- Born: 8 May 1959 (age 67) Zhukovsky, Moscow Oblast Russia SSR, Soviet Union

Gymnastics career
- Discipline: Rhythmic gymnastics
- Country represented: Soviet Union
- Head coach: Nina Shibaeva
- Retired: yes
- Medal record
Representing Soviet Union
Rhythmic gymnastics
World Championships
| Gold medal – first place | 1977 Basel | Group all-around |
| Gold medal – first place | 1979 London | Group all-around |
| Gold medal – first place | 1981 Munich | Ribbon |
| Bronze medal – third place | 1981 Munich | Clubs |
European Championships
| Silver medal – second place | 1982 Stavanger | Rope |
| Bronze medal – third place | 1982 Stavanger | Clubs |
| Bronze medal – third place | 1982 Stavanger | Hoop |
World Cup Final
| Bronze medal – third place | 1983 Belgrade | Ribbon |
| Bronze medal – third place | 1983 Belgrade | Hoop |
USSR Championships
| Gold medal – first place | 1981 Kiev | All-around |
| Gold medal – first place | 1981 Kiev | Hoop |
| Gold medal – first place | 1981 Kiev | Clubs |
| Gold medal – first place | 1982 Tallinn | Hoop |
| Gold medal – first place | 1982 Tallinn | Clubs |
| Silver medal – second place | 1981 Kiev | Ribbon |
| Silver medal – second place | 1982 Tallinn | All-around |
| Silver medal – second place | 1982 Tallinn | Ribbon |
| Bronze medal – third place | 1982 Tallinn | Rope |

= Irina Devina =

Soviet rhythmic gymnast (born 1959)

Irina Devina (Ирина Девина; born 8 May 1959 in Zhukovsky, Moscow Oblast Russia SSR, Soviet Union) is retired Soviet rhythmic gymnast who has competed both as an individual and in group. She is a (1979, 1977) World Champion in Group all-around and won the 1981 USSR Championships in all-around.

== Career ==
Devina was an elegant and technical gymnast who started gymnastics at 6 years of age. She is twice World Champion as member the Soviet group that won the all-around gold in 1977 and 1979 (in Basel and London).

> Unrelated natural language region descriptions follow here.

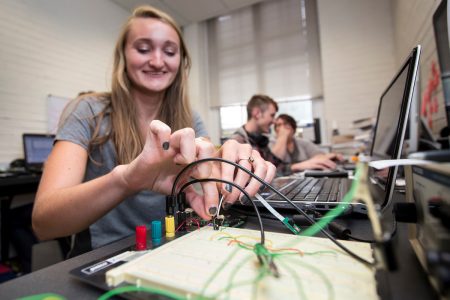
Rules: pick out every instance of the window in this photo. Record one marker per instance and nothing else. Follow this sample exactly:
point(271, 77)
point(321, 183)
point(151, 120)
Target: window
point(269, 48)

She began competing as an individual at the beginning of the 1980s, a time of the uprise and domination of the Golden Girls of Bulgaria of her generation (Iliana Raeva, Anelia Ralenkova, Lilia Ignatova, Diliana Gueorguieva) limiting her competitive victories, nevertheless Devina won gold in ribbon at the 1981 World Championships and finished 4th in all-around, the highest ranked Soviet. She also came in 4th in all-around at the 1982 Europeans. In 1983, Devina competed with teammate Dalia Kutkaitė at the inaugural World Cup Final held in Belgrade, she took two bronze medals in hoop and ribbon.

Devina won the 1981 USSR Championships in all-around ahead of silver medalist Venera Zaripova, she also won the all-around silver at the 1982 USSR Championships held in Tallinn behind Dalia Kutkaitė.

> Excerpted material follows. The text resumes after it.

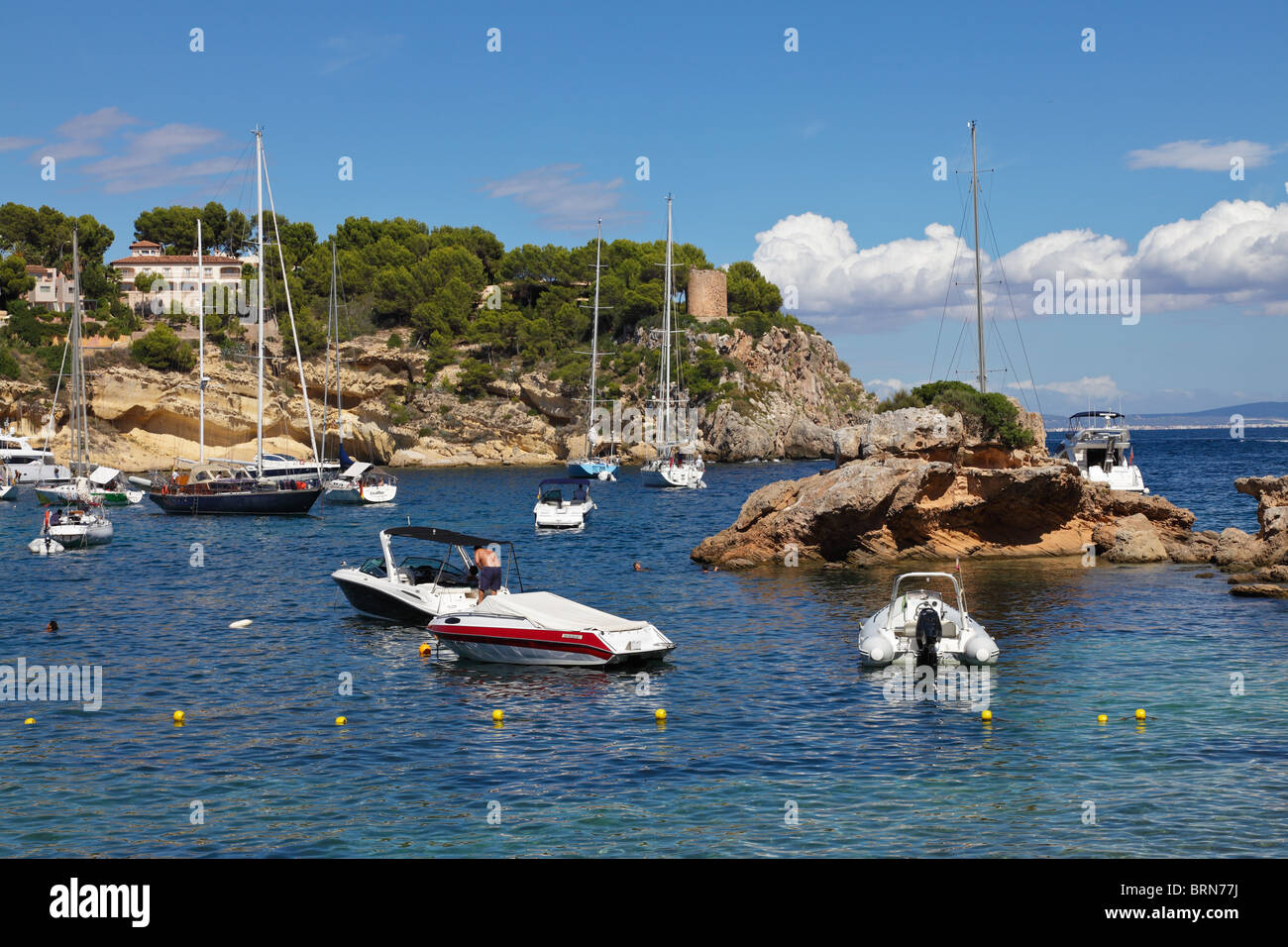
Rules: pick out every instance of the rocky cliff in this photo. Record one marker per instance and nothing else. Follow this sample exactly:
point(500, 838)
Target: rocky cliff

After completing her competitive career, Devina married famous Soviet Olympic Pentathlon athlete, Vasily Neffedov. She now lives in Moscow, Russia and briefly taught as a coach being a holder of Honored Master of Sports of the USSR.

== Influence ==
Devina was the first rhythmic gymnast to perform a penché pivot turn.